From the mailing-list thread: http://gluster.org/pipermail/gluster-users/2012-April/010080.html How reproducible: Every time. Steps to Reproduce: (1) Create a directory on a replica*2 volume. (2) Kill one glusterfsd, create file_a from the client. (3) Use "gluster volume start ... force" to restore normal operation. (4) Kill the *other* glusterfsd, create file_b from the client. (5) Repeat step 3. (6) Call stat on the directory. Actual results: I/O error on the client, changelog flags remain set on servers. Expected results: Conservative merge should cross-heal both files, resulting in both file_a and file_b being present on both servers with no changelog flags set. Actually this point is arguable because the case is indistinguishable from one where files were *deleted* on both bricks, but let's assume for the sake of argument that options are set to allow conservative (i.e. "conserve maximal data") self-heal in these cases.

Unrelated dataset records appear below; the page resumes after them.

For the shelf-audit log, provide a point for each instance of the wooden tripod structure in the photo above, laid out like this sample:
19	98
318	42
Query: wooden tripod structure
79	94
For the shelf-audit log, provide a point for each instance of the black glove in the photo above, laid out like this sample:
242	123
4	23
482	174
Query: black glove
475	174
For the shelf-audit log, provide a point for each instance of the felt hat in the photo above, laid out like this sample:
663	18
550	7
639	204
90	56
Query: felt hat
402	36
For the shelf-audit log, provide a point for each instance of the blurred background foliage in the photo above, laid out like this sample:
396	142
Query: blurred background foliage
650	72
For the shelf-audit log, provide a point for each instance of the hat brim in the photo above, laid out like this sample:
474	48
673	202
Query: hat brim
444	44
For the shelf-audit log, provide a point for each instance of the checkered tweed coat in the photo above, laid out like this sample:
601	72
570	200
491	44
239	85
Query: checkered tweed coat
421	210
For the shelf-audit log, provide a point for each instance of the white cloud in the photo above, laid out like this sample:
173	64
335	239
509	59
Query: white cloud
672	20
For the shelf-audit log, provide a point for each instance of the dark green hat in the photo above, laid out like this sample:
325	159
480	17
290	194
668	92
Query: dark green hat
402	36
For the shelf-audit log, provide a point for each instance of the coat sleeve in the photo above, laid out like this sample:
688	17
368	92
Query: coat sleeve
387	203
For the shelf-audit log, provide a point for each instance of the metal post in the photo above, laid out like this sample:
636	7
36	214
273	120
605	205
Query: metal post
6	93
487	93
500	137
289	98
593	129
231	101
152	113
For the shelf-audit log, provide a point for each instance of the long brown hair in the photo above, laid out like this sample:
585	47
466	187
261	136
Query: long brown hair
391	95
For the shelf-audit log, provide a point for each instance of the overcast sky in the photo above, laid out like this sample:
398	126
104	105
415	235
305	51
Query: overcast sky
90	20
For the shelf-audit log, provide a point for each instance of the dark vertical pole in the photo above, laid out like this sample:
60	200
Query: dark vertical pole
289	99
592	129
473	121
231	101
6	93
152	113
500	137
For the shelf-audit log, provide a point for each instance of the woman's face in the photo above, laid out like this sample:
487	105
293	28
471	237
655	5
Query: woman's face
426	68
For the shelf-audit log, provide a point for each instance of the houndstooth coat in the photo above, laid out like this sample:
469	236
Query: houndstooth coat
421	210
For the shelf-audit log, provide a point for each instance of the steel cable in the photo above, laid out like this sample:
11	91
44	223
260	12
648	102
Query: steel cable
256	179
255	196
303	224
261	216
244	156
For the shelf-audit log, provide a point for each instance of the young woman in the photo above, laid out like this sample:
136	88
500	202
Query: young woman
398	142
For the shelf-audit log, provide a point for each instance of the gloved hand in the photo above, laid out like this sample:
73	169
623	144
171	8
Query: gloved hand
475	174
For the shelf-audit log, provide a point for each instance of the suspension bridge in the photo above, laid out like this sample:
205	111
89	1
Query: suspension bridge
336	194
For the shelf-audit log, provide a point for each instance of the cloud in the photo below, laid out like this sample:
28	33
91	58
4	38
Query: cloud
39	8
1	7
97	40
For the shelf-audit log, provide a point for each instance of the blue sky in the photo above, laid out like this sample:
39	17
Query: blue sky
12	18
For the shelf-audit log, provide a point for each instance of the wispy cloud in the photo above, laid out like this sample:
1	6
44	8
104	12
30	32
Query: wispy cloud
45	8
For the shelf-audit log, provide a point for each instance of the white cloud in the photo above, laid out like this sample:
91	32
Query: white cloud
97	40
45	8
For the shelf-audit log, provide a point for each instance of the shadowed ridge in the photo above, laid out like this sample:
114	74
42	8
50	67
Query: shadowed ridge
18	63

Patch submitted. http://review.gluster.com/3161 This is a nasty, ugly, horrible patch. I really hope it's not adopted. However, there is an unusual level of complexity in these code paths, and a concrete "this works no matter how ugly it is" might help others cut through the complexity to see what's necessary as we consider a better fix.
Jeff, This is already handled in 3.2.6p3 release. This is the forward port. It is yet to be accepted. http://review.gluster.com/#change,3091,patchset=2 Pranith
I created a standalone version of Pranith's forward port (i.e. not depending on other patches which seem stuck in the Gerrit queue) and it does seem to work.
Fix to 765587 fixes this.
Verified the fix on 3.3.0qa43. Bug is fixed.